We do exactly what git rebase
would do internally, while fooling git
a bit, on every step, by doing our own "cherry-pick" step instead of what git
would do itself.
We use a second working directory. $WD1
is the absolute path to your original working directory, $WD2
is some other absolute path (outside of that).

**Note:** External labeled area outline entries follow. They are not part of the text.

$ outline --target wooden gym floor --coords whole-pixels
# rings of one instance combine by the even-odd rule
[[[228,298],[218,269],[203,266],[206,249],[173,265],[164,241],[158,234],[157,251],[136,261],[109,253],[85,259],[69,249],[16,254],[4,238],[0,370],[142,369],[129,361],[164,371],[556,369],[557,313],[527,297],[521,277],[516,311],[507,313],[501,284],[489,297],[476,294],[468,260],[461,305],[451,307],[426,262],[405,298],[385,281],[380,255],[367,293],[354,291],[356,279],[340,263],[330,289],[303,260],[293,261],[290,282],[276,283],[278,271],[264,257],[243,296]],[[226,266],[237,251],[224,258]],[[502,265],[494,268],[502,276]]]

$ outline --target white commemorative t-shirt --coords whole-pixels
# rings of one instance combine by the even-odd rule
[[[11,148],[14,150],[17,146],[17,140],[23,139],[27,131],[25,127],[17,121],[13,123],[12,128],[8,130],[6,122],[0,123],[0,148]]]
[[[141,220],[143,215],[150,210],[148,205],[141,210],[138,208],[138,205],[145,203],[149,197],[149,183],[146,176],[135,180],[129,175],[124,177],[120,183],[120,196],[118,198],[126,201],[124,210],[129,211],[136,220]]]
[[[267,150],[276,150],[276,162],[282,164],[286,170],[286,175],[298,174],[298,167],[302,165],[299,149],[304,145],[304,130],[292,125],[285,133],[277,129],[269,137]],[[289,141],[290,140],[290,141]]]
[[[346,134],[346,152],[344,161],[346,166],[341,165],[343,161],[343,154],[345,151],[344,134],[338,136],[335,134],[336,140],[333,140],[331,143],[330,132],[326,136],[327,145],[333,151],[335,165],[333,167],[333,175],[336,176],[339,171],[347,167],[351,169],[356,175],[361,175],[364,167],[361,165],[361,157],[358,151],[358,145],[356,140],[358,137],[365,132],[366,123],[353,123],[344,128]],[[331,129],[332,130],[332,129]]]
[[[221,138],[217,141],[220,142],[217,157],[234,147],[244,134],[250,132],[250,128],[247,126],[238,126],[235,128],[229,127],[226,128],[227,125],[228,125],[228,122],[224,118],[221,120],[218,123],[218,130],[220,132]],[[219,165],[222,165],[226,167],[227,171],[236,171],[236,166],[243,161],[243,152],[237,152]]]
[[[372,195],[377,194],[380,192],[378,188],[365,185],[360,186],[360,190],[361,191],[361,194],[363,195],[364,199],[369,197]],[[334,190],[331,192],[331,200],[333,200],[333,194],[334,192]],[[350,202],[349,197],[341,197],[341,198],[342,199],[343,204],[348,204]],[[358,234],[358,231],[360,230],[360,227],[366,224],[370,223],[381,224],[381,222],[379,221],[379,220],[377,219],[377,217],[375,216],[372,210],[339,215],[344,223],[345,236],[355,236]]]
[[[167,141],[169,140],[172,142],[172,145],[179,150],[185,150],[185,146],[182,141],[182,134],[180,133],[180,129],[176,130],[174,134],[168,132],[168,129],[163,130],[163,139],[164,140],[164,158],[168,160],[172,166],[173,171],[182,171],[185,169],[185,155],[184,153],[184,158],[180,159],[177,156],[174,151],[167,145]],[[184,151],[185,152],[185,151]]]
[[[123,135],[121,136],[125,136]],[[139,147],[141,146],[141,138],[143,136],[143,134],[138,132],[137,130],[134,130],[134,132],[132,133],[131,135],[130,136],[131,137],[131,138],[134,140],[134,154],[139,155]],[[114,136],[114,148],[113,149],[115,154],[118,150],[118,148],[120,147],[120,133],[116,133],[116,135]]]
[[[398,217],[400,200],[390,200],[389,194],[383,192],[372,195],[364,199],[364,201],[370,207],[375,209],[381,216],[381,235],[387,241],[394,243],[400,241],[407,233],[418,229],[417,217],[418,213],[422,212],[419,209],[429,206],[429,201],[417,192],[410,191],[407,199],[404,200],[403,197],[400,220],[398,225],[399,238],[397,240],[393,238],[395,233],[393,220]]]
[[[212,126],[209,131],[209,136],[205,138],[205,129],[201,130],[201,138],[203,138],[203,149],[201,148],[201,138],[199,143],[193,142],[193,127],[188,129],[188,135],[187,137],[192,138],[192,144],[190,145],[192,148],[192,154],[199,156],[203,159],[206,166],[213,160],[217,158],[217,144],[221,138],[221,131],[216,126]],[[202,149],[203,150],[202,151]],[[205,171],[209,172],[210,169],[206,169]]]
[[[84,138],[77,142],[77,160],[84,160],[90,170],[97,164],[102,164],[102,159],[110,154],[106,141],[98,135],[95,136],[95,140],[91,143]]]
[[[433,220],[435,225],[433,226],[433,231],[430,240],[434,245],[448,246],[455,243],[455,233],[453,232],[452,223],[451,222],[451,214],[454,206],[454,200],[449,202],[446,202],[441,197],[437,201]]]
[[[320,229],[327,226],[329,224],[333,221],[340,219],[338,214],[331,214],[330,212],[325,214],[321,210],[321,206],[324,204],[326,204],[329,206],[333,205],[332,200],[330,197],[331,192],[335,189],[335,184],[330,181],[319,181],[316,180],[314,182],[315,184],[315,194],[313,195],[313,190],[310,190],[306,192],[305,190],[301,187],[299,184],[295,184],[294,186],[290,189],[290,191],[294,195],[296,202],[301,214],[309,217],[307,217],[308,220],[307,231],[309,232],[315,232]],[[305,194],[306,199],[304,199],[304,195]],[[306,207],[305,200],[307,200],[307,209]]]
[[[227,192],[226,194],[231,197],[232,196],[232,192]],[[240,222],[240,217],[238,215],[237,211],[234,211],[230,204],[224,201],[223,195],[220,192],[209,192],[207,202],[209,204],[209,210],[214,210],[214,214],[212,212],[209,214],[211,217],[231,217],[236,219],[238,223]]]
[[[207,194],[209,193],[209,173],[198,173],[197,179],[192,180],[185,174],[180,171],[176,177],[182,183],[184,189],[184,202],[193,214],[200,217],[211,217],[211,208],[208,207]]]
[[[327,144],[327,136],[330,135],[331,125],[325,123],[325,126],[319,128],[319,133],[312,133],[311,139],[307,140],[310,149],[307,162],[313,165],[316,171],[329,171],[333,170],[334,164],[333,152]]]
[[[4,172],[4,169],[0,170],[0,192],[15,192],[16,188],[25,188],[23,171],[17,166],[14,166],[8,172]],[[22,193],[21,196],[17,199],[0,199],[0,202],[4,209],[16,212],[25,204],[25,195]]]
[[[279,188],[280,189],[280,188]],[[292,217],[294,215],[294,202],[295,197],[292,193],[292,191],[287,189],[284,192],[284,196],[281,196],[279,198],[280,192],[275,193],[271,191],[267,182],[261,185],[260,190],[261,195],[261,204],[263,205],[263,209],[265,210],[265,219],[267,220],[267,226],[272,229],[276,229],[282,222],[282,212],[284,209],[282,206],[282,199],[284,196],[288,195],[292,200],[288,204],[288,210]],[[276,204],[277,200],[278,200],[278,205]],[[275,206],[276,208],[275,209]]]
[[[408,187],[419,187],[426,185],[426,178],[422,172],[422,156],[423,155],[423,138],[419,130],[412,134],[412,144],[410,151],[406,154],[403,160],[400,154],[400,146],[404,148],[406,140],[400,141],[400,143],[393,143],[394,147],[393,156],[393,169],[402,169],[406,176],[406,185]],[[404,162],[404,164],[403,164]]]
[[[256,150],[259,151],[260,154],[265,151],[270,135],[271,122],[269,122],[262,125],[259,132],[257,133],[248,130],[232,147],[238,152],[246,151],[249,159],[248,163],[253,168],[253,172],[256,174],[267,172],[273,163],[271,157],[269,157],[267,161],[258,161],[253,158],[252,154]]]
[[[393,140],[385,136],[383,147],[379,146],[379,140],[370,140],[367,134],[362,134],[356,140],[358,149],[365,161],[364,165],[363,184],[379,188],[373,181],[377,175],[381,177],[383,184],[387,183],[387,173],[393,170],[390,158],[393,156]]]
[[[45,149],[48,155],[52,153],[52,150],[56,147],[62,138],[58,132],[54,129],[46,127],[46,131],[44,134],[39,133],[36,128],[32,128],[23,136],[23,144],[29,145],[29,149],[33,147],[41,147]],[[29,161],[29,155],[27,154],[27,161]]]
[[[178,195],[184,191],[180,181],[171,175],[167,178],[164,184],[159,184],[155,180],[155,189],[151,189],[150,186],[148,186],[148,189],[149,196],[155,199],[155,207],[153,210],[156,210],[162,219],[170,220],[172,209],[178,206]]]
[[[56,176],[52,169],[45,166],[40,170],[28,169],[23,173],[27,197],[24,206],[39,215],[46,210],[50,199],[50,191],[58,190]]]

First, create your helper directory as a clone of your original:
cd $WD2
git clone $WD1 dev .
Then, start a branch newdev
which will eventually be dev
rebased on A
.
cd $WD1
git checkout A
git checkout -b newdev
We get the D1
commit into newdev
without giving git
any chance to mess it up:
cd $WD2
git checkout D1
cd $WD1
rm -r project/src
cp -r $WD2/src project/
git add -A
git commit -m "`cd $WD2 ; git log -1 --format=%s`"
The situation is now:
newdev (D1')
/
/
master ( )----(A0)----(A)----(B)----(C)
\
\
dev (D1)----(D2)----(D3)----( )----(~ 30 additional commits...)
Now, repeat for D2
:
cd $WD2
git checkout D2
cd $WD1
rm -r project/src
cp -r $WD2/src project/
git add -A
git commit -m "`cd $WD2 ; git log -1 --format=%s`"
The situation is now:
newdev (D1')----(D2')
/
/
master ( )----(A0)----(A)----(B)----(C)
\
\
dev (D1)----(D2)----(D3)----( )----(~ 30 additional commits...)
Repeat until finished.
Of course, you will want to create a small shell script for those commands, which iterates through all commits D1 ... D30
.
Afterwards, a simple git rebase master
will do the rebase from A
to C
as usual. Then, get rid of newdev
by changing the name around:
git checkout newdev
git branch olddev dev # just in case...
git branch -D dev
git checkout -b dev
General notes
Why the second working directory?
Note that in this particular case there might be ways to avoid the secondary working directory, by using rm -r project/src ; git checkout D1 src ; mv src project/
directly. I prefer to do it as shown above instead, just to be 100% sure everything is very clean and "visible" at all times. This way the checkout operation is cleanly separated from the modification that we apply on our own.
There is literally nothing that could go wrong this way, and the approach works with all other kinds of changes as well. For a non-trivial change, assume somebody changed every whitespace in every single source file in A
. This approach makes it trivial to rebase other branches onto this (if you can put that whitespace change into a script as well).